Tag: 4bn

New York’s hotel crisis puts pressure on $4bn mortgage bond sector

New York’s hotel industry is in crisis, with four out of five properties underpinning commercial mortgage bonds now showing strain under the weight of coronavirus and investors worrying whether hoteliers will be able to make good on their loans.

The coronavirus pandemic has left business travel and tourism deeply depressed and ravaged the finances of hotels and resorts around the world. The effects have ricocheted into financial markets and hit the nearly $4bn of hotel mortgages in New York that are bundled into commercial mortgage-backed securities particularly hard. 

Analysts say the effects of the virus have compounded years of overbuilding and created a glut of vacant hotel rooms. The prospect of a coronavirus vaccine, following this week’s breakthrough by Pfizer and Germany’s BioNTech, offers a glimmer of hope. But it is unlikely to be enough to avert a bleak winter for hotel owners and the investors that lent them money.

Vijay Dandapani, chief executive of the Hotel Association of New York City, said that if half the city’s 640 hotels survive it will be a “great” outcome. Occupancy rates in September remained 20 per cent lower than for the same month in 2019, despite recovering from their worst point in April where occupancy was down more than 60 per cent year on year, according to data from STR. 

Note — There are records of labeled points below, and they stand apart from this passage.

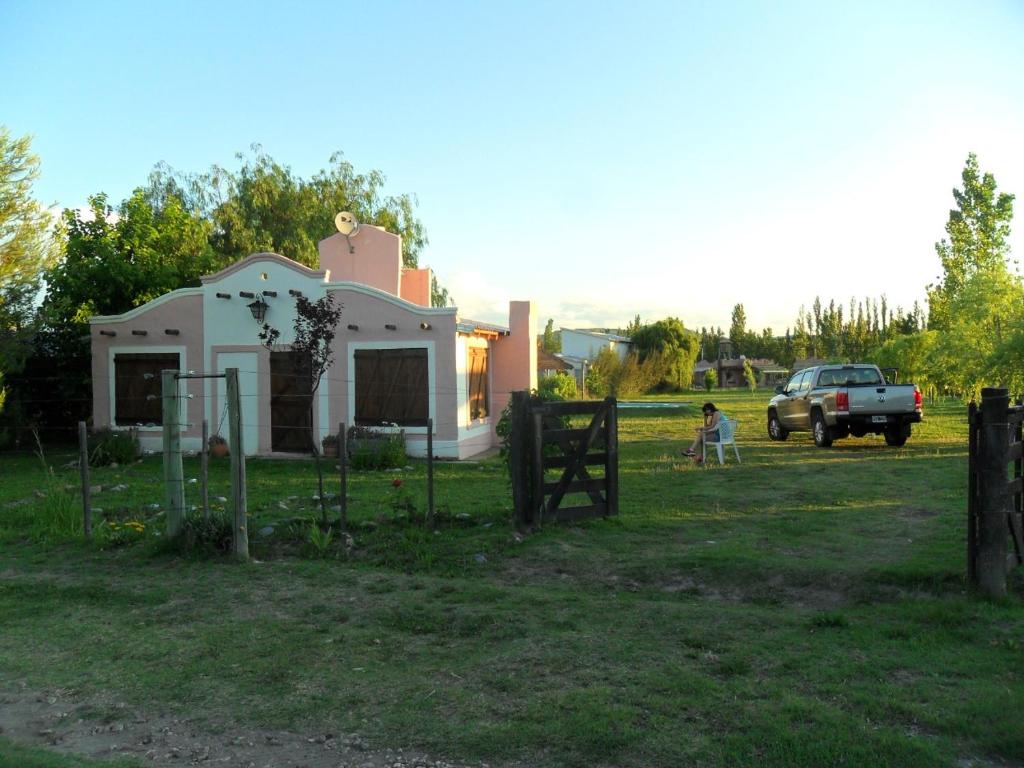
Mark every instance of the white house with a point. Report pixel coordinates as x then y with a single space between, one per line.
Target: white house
581 347
397 360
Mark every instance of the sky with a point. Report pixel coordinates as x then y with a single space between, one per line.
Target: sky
603 159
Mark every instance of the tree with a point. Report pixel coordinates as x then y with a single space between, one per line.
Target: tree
315 325
552 341
978 229
978 303
737 330
711 379
26 249
749 376
112 262
263 206
669 346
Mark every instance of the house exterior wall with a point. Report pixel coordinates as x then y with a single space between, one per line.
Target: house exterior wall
514 357
374 259
416 286
372 311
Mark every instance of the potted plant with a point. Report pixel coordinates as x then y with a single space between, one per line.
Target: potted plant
217 446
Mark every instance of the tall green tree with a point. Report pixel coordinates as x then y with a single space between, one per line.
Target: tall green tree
979 302
737 330
26 248
113 261
673 346
264 206
978 230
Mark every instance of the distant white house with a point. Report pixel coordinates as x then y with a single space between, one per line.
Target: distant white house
581 347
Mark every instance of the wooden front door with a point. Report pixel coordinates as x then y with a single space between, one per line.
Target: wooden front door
290 402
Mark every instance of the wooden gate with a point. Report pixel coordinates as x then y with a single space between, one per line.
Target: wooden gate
543 441
995 505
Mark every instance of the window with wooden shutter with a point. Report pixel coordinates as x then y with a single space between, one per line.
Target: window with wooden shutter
479 394
392 387
137 387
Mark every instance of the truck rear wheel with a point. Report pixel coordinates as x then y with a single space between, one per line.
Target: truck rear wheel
822 435
775 429
896 436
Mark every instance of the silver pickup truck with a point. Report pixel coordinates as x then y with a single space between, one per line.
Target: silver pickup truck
835 401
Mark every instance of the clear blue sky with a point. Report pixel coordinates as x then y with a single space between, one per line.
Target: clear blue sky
603 159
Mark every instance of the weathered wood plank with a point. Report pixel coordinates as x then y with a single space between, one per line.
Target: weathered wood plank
559 462
566 514
558 435
83 465
239 497
537 500
611 465
576 486
571 408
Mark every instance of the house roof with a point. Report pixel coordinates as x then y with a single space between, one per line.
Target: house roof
598 335
466 326
266 256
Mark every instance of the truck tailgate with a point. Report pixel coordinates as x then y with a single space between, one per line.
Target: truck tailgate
882 398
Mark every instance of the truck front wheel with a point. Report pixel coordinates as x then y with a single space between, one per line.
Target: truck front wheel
822 435
775 429
896 436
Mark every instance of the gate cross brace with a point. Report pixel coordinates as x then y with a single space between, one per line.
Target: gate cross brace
576 461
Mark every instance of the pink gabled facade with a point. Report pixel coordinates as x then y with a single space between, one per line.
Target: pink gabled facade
386 315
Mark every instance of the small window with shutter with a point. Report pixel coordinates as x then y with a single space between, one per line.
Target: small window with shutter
479 392
392 387
138 387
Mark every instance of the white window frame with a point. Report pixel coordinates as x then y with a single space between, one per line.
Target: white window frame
430 346
112 381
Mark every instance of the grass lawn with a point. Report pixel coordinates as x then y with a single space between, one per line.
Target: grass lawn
806 607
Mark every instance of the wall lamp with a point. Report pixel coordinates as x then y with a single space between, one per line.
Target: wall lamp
258 308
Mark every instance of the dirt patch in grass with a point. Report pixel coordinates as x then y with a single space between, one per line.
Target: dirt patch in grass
98 728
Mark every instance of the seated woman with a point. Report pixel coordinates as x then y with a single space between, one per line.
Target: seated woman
708 432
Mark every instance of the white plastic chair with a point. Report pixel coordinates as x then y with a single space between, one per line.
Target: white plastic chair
726 436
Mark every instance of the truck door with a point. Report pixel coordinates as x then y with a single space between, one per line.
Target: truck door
786 408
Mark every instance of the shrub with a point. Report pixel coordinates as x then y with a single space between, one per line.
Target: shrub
114 446
370 449
213 534
560 386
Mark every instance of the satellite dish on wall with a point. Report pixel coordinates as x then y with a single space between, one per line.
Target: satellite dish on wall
348 226
346 223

Mr Dandapani said the vaccine would have “zero impact” on the hotel industry for the rest of the year, with the possibility of some tourism-related business returning early in 2021.

Four out of five New York hotel loans show signs of stress

“But it’s fickle,” he said. “Realistically we aren’t going to see any improvement until the second quarter . . . The industry is really bleeding. It’s not just on life support, it’s comatose.”

According to figures from Trepp, a CMBS data company, 37.7 per cent of all New York hotels underpinning CMBS deals now sit on a watchlist designed to warn investors of impending trouble before a mortgage is transferred to debt collectors known as special servicers. A loan may be added to the watchlist for a number of reasons, such as if the borrower’s income has dropped or they have recently missed a payment on their mortgage.

A further 44.7 per cent of loans have been transferred to special servicers to either find a way to get borrowers paying their mortgage or to foreclose on the properties. Together, it means more than 80 per cent of the city’s hotels backing CMBS deals — equivalent to $3.1bn — are exhibiting signs of strain from coronavirus, more than the national average of 71 per cent. 

“It’s terrible. There is no demand right now,” said Manus Clancy, head of research at Trepp. “We’re going into a period of time when you would normally expect demand to be high. It’s the holiday season. People want to come to New York. They want to see the Thanksgiving parade and see the store fronts and go to Broadway. It’s now going to be a very dark time.”